Je ne suis pas une adepte des romances avec des Highlanders pour héros mais quand on me propose une uchronie où ceux-ci existent toujours à notre époque, je suis curieuse. Embarquons donc à la découverte de l’univers imaginé par Alexiane Thill, une jeune autrice française.

Je pense que beaucoup d’entre vous avez entendu parler d’Outlander, soit en livres soit en série, eh bien l’autrice aussi. Sauf qu’elle a décidé non pas de juste recopier la saga qu’elle a tant aimé mais de transposer le récit dans les temps modernes. Place à une Écosse du XXIe siècle où contrairement à ce qu’on croit tous, les Clans existent toujours et dirigent en douce le pays. Nous rentrons dans cet univers surprenant, alliant modernité et archaïsme, à travers le personnage de Phèdre, jeune étudiante française venue à Édimbourg le temps d’un échange mais surtout pour fuir les menaces qui pèsent sur elle.
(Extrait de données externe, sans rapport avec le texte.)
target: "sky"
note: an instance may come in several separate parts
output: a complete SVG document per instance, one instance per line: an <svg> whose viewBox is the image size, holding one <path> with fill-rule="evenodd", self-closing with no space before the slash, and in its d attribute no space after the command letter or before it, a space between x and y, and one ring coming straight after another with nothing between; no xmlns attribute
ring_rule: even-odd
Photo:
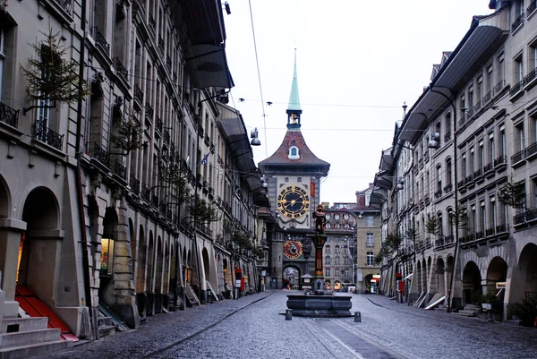
<svg viewBox="0 0 537 359"><path fill-rule="evenodd" d="M301 131L331 165L320 185L320 201L330 203L355 202L373 182L403 104L418 99L432 64L456 47L472 17L493 12L489 0L227 2L230 105L249 131L259 130L255 163L284 139L296 48Z"/></svg>

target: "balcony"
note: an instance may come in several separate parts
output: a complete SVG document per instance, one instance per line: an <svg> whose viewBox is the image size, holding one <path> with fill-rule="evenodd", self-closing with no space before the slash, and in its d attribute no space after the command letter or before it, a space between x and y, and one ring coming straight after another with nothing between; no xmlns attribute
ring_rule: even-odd
<svg viewBox="0 0 537 359"><path fill-rule="evenodd" d="M150 120L152 120L154 113L155 111L153 110L153 107L151 107L151 105L146 103L146 117L149 117Z"/></svg>
<svg viewBox="0 0 537 359"><path fill-rule="evenodd" d="M155 130L158 131L158 132L162 133L162 128L164 126L164 124L162 123L162 120L160 119L159 116L157 116L157 118L155 119Z"/></svg>
<svg viewBox="0 0 537 359"><path fill-rule="evenodd" d="M494 96L494 90L490 90L485 96L483 96L482 104L485 105L487 102L491 100L492 96Z"/></svg>
<svg viewBox="0 0 537 359"><path fill-rule="evenodd" d="M502 171L507 167L507 158L506 156L499 156L494 159L494 169L497 171Z"/></svg>
<svg viewBox="0 0 537 359"><path fill-rule="evenodd" d="M104 37L97 26L93 28L93 37L95 38L97 45L98 45L107 55L110 56L110 44L108 44L107 38Z"/></svg>
<svg viewBox="0 0 537 359"><path fill-rule="evenodd" d="M110 169L114 175L116 175L124 179L126 177L126 168L123 165L122 161L119 159L115 159L110 165Z"/></svg>
<svg viewBox="0 0 537 359"><path fill-rule="evenodd" d="M136 194L140 193L140 180L137 179L135 176L131 176L129 185L131 186L131 191L132 191L132 192Z"/></svg>
<svg viewBox="0 0 537 359"><path fill-rule="evenodd" d="M123 77L125 82L129 82L129 71L121 63L119 57L114 57L114 67L115 67L115 71Z"/></svg>
<svg viewBox="0 0 537 359"><path fill-rule="evenodd" d="M0 102L0 122L17 128L19 125L19 110Z"/></svg>
<svg viewBox="0 0 537 359"><path fill-rule="evenodd" d="M109 166L108 164L108 152L106 149L101 147L98 143L88 143L86 145L86 153L89 154L92 158L97 159L100 163L102 163L107 167Z"/></svg>
<svg viewBox="0 0 537 359"><path fill-rule="evenodd" d="M45 121L36 122L35 137L41 142L47 143L58 150L62 150L64 148L64 135L49 129Z"/></svg>
<svg viewBox="0 0 537 359"><path fill-rule="evenodd" d="M524 84L524 80L521 80L516 85L513 85L511 89L509 89L509 96L511 96L511 100L514 100L515 98L517 98L517 95L522 93L522 85Z"/></svg>
<svg viewBox="0 0 537 359"><path fill-rule="evenodd" d="M534 80L537 78L537 68L532 70L524 78L524 90L529 90L532 88L535 81Z"/></svg>
<svg viewBox="0 0 537 359"><path fill-rule="evenodd" d="M525 215L526 215L526 218L525 218L526 222L532 222L532 221L537 219L537 209L532 209L526 210Z"/></svg>
<svg viewBox="0 0 537 359"><path fill-rule="evenodd" d="M522 25L524 25L524 13L522 13L517 18L516 20L513 22L513 24L511 25L511 32L515 32L516 31L516 30L518 30L518 28L520 28Z"/></svg>
<svg viewBox="0 0 537 359"><path fill-rule="evenodd" d="M533 0L533 1L532 1L532 4L530 4L528 8L526 9L527 17L530 17L530 15L532 13L533 13L533 12L535 11L536 8L537 8L537 1Z"/></svg>
<svg viewBox="0 0 537 359"><path fill-rule="evenodd" d="M55 0L54 2L56 3L65 13L70 15L72 14L72 0Z"/></svg>
<svg viewBox="0 0 537 359"><path fill-rule="evenodd" d="M515 167L520 166L523 160L524 150L519 150L518 152L511 156L511 167Z"/></svg>
<svg viewBox="0 0 537 359"><path fill-rule="evenodd" d="M473 178L478 184L483 182L483 180L485 179L485 177L483 176L483 170L482 168L478 168L475 172L473 172Z"/></svg>
<svg viewBox="0 0 537 359"><path fill-rule="evenodd" d="M526 159L533 159L537 154L537 142L532 143L524 150L524 155Z"/></svg>
<svg viewBox="0 0 537 359"><path fill-rule="evenodd" d="M513 216L513 226L524 225L525 222L525 213L522 212Z"/></svg>
<svg viewBox="0 0 537 359"><path fill-rule="evenodd" d="M485 174L485 175L487 175L487 174L490 173L494 173L493 170L494 168L492 167L492 162L489 162L483 167L483 173Z"/></svg>
<svg viewBox="0 0 537 359"><path fill-rule="evenodd" d="M140 101L141 104L143 103L143 91L138 84L134 85L134 99Z"/></svg>

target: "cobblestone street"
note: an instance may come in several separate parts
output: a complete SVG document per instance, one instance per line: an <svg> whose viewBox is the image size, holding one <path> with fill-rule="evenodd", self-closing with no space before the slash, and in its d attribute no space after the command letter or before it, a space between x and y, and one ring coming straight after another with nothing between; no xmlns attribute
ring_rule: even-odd
<svg viewBox="0 0 537 359"><path fill-rule="evenodd" d="M86 358L534 358L537 329L424 311L384 296L354 295L354 318L286 321L286 295L239 300L151 317L116 333L48 355ZM294 292L297 293L297 292Z"/></svg>

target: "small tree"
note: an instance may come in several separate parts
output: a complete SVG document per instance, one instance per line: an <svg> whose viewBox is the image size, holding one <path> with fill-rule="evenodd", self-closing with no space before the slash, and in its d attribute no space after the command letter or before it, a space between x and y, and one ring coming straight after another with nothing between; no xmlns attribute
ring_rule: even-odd
<svg viewBox="0 0 537 359"><path fill-rule="evenodd" d="M425 232L430 235L439 235L440 233L440 222L436 216L431 216L425 222Z"/></svg>
<svg viewBox="0 0 537 359"><path fill-rule="evenodd" d="M52 108L76 103L90 95L88 82L80 79L79 64L63 58L68 48L62 45L60 32L54 33L49 28L48 33L41 33L46 38L45 45L30 44L37 56L28 60L29 68L21 64L28 81L29 102L41 101L43 105L33 107Z"/></svg>
<svg viewBox="0 0 537 359"><path fill-rule="evenodd" d="M507 178L507 182L498 191L498 201L506 206L514 209L525 209L525 192L524 183L515 182L513 174Z"/></svg>
<svg viewBox="0 0 537 359"><path fill-rule="evenodd" d="M143 129L141 124L130 116L126 121L120 121L117 129L117 134L110 136L110 141L114 147L121 149L129 154L133 150L139 150L143 147L141 141L141 132Z"/></svg>

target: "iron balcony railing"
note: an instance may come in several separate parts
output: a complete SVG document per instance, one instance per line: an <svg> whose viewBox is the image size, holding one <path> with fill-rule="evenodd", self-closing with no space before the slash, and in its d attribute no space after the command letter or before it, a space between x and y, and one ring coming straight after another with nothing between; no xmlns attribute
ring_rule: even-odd
<svg viewBox="0 0 537 359"><path fill-rule="evenodd" d="M119 159L115 159L112 162L110 169L115 175L117 175L121 178L126 177L126 168Z"/></svg>
<svg viewBox="0 0 537 359"><path fill-rule="evenodd" d="M134 193L140 193L140 180L135 176L131 176L131 181L129 181L129 185L131 186L131 191Z"/></svg>
<svg viewBox="0 0 537 359"><path fill-rule="evenodd" d="M494 167L498 167L499 165L503 165L505 163L507 162L507 157L506 156L499 156L498 158L496 158L496 159L494 159Z"/></svg>
<svg viewBox="0 0 537 359"><path fill-rule="evenodd" d="M143 102L143 91L138 84L134 85L134 98L139 100L141 104Z"/></svg>
<svg viewBox="0 0 537 359"><path fill-rule="evenodd" d="M515 21L515 22L513 22L513 25L511 25L511 31L515 32L515 30L516 29L518 29L520 26L522 26L522 24L524 24L524 13L522 13Z"/></svg>
<svg viewBox="0 0 537 359"><path fill-rule="evenodd" d="M19 126L19 110L0 102L0 122L17 128Z"/></svg>
<svg viewBox="0 0 537 359"><path fill-rule="evenodd" d="M525 158L529 158L537 153L537 142L532 143L528 147L526 147L524 150Z"/></svg>
<svg viewBox="0 0 537 359"><path fill-rule="evenodd" d="M45 121L38 121L36 123L35 136L37 140L56 150L62 150L64 147L64 135L49 129Z"/></svg>
<svg viewBox="0 0 537 359"><path fill-rule="evenodd" d="M151 107L151 105L146 103L146 115L149 118L153 118L154 112L155 111L153 110L153 107Z"/></svg>
<svg viewBox="0 0 537 359"><path fill-rule="evenodd" d="M524 78L524 86L535 79L536 72L537 72L537 68L532 70L527 75L525 75L525 77Z"/></svg>
<svg viewBox="0 0 537 359"><path fill-rule="evenodd" d="M93 36L95 37L95 42L99 45L107 55L110 54L110 44L107 41L107 38L99 31L98 27L93 28Z"/></svg>
<svg viewBox="0 0 537 359"><path fill-rule="evenodd" d="M520 162L524 159L524 150L519 150L518 152L516 152L516 154L514 154L513 156L511 156L511 163L515 164L516 162Z"/></svg>
<svg viewBox="0 0 537 359"><path fill-rule="evenodd" d="M62 9L71 15L72 11L72 0L55 0Z"/></svg>
<svg viewBox="0 0 537 359"><path fill-rule="evenodd" d="M537 8L537 1L533 0L533 1L532 1L532 4L530 4L528 8L526 9L528 16L530 16L532 14L532 13L533 13L535 11L535 8Z"/></svg>
<svg viewBox="0 0 537 359"><path fill-rule="evenodd" d="M120 75L123 76L125 81L129 81L129 71L124 66L119 57L114 57L114 66L115 67L115 71L119 73Z"/></svg>
<svg viewBox="0 0 537 359"><path fill-rule="evenodd" d="M108 167L108 152L106 149L102 148L98 143L93 142L89 143L87 146L88 154L93 158L97 159L106 167Z"/></svg>
<svg viewBox="0 0 537 359"><path fill-rule="evenodd" d="M518 81L518 83L516 83L516 85L513 85L513 87L509 90L509 95L513 96L513 95L516 95L516 93L520 92L520 90L522 90L523 83L524 83L524 80L521 80Z"/></svg>

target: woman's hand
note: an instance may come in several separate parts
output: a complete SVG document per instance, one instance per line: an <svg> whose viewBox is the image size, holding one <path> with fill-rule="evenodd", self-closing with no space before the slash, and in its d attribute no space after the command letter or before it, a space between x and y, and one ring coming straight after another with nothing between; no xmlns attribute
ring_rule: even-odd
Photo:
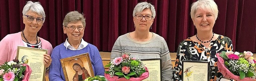
<svg viewBox="0 0 256 81"><path fill-rule="evenodd" d="M52 63L52 58L50 55L44 54L44 65L46 66L46 67L48 67Z"/></svg>

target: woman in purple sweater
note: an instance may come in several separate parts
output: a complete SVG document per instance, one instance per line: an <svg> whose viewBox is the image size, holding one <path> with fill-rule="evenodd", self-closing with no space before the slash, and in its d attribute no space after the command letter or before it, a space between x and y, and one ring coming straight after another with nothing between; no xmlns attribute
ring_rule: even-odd
<svg viewBox="0 0 256 81"><path fill-rule="evenodd" d="M104 75L105 70L99 51L95 46L82 39L85 24L85 18L77 11L70 12L65 16L63 31L67 34L68 38L65 42L56 46L52 50L50 81L66 81L60 59L86 53L89 54L94 75ZM81 80L84 80L78 79Z"/></svg>

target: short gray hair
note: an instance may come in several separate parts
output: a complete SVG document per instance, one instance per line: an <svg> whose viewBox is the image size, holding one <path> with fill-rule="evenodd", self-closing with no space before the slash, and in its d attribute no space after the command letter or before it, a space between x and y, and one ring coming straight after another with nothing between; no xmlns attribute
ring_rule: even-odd
<svg viewBox="0 0 256 81"><path fill-rule="evenodd" d="M45 13L44 10L44 8L41 5L40 2L33 2L32 1L27 2L27 4L23 8L22 10L23 15L26 15L28 11L31 10L33 12L36 12L38 15L43 17L44 20L42 23L44 22L45 20Z"/></svg>
<svg viewBox="0 0 256 81"><path fill-rule="evenodd" d="M195 17L196 10L198 9L211 12L213 13L215 20L217 19L219 11L217 4L213 0L199 0L193 3L190 11L191 18Z"/></svg>
<svg viewBox="0 0 256 81"><path fill-rule="evenodd" d="M72 11L68 12L65 16L63 20L63 26L66 26L68 24L72 22L81 21L84 27L85 27L85 18L84 15L80 14L77 11Z"/></svg>
<svg viewBox="0 0 256 81"><path fill-rule="evenodd" d="M154 5L150 3L148 3L146 2L142 2L137 4L134 9L133 10L133 13L132 16L135 16L135 14L138 12L142 12L145 8L150 9L152 12L152 16L153 18L155 18L156 17L156 10L155 10L155 7Z"/></svg>

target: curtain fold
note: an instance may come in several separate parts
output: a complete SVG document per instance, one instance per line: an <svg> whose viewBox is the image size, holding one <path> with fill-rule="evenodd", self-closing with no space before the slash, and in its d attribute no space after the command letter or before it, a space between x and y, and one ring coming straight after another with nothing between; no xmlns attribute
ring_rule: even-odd
<svg viewBox="0 0 256 81"><path fill-rule="evenodd" d="M24 28L22 10L28 0L0 0L0 40ZM118 36L134 31L132 12L138 2L154 5L156 16L150 31L165 39L171 52L178 44L195 35L196 30L190 7L196 1L168 0L34 0L40 2L46 15L38 33L54 47L64 42L62 22L69 12L77 10L86 17L83 39L100 51L111 51ZM254 0L215 0L219 13L213 28L215 33L230 38L234 51L256 53L256 2Z"/></svg>

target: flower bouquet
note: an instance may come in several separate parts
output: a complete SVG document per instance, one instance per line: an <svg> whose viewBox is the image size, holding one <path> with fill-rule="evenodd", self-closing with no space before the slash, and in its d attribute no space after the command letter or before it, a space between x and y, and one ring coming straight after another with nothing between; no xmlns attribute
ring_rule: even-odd
<svg viewBox="0 0 256 81"><path fill-rule="evenodd" d="M222 51L216 54L217 65L223 76L236 81L255 81L256 61L250 51Z"/></svg>
<svg viewBox="0 0 256 81"><path fill-rule="evenodd" d="M27 64L19 64L18 60L6 62L0 65L0 81L27 81L32 72Z"/></svg>
<svg viewBox="0 0 256 81"><path fill-rule="evenodd" d="M89 77L84 80L84 81L106 81L104 76L96 76L94 77Z"/></svg>
<svg viewBox="0 0 256 81"><path fill-rule="evenodd" d="M117 57L105 67L109 71L105 72L105 77L109 81L141 81L148 77L148 70L140 59L129 57L124 54Z"/></svg>

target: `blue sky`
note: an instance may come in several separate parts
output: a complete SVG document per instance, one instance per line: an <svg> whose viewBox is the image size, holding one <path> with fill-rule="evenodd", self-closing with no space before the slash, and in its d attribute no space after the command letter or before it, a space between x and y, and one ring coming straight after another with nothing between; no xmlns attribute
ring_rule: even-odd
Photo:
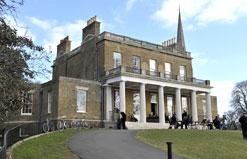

L’ambiance de cette saga est très différente de ce à quoi je m’attendais. Je pensais tomber sur une romance somme toute classique pour un univers contemporain avec juste le folklore des Clans derrière, mais ce n’est pas ça du tout. Je pensais avoir une série où chaque tome serait consacré à un couple différent comme c’est souvent le cas dans les romances contemporaines, mais pas du tout non plus. En fait, on est vraiment à mi-chemin entre ces dernières et les romances historiques à l’ancienne et nous sommes plutôt en présence d’une saga qui va étaler son histoire sur plusieurs tomes, nous laissant ainsi le temps de découvrir ses personnages et de savourer leurs intrigues.

J’ai été assez surprise, tout comme l’héroïne, de découvrir un monde moderne cohabitant avec le monde ancien des highlanders, et j’ai été surprise également de découvrir non seulement une romance mais aussi une aventure à fond politique avec pas mal de dangers. En effet, avec Phèdre nous plongeons dans un univers inconnu celui des Clans du XXIe siècle qui n’ont malheureusement rien oublié de leurs traditions d’autrefois. Sans le vouloir, l’héroïne se retrouve ainsi la « Pupille » d’un chef de clan mineur qui va lui faire découvrir l’envers du décor ou ce qui se cache derrière le tableau idyllique vendu par les Ecossais aux étrangers. Rien n’a été oublié des temps passés, les Clans dirigent toujours tout en sous main et les conflits entre eux n’ont jamais cessé, et Phèdre va se retrouver en plein milieu.

J’ai aimé l’équilibre que l’autrice a su créer entre la romance et l’intrigue de fond qui joue sur le passé et la famille de Phèdre ainsi que le devenir du clan de Caleb ou l’Ogre comme on le surnomme, qui a pris Phèdre sous sa protection. C’est brutal, violent et passionné à la fois. Les deux se nourrissent l’une l’autre donnant une touche toute particulière à ce récit qui n’est pas sans rappeler les histoires de clans des MacKenzie dans les débuts d’Outlander, il n’y a que le décor moderne qui change et le rôle de l’héroïne qui est différent et plus important car plus au coeur de l’intrigue politique.

Cependant, j’ai également été profondément dérangée par le choix de l’autrice de ne pas avoir fait évoluer les Clans avec leur temps. On se retrouve encore avec une politique masculiniste toxique où les hommes se servent des femmes comme de monnaie d’échange, jouent les gros bras et où la virilité semble devoir être leur qualité première. Bof bof, ça ne me fait pas du tout rêver. Voir des femmes se faire malmener en permanence physiquement ou moralement, je n’aime pas. S’en servir comme d’un ressort scénaristique en permanence, je n’aime pas. De ce côté-là, je pense que l’autrice aurait pu et dû faire différemment même si ça aurait changé l’essence du titre.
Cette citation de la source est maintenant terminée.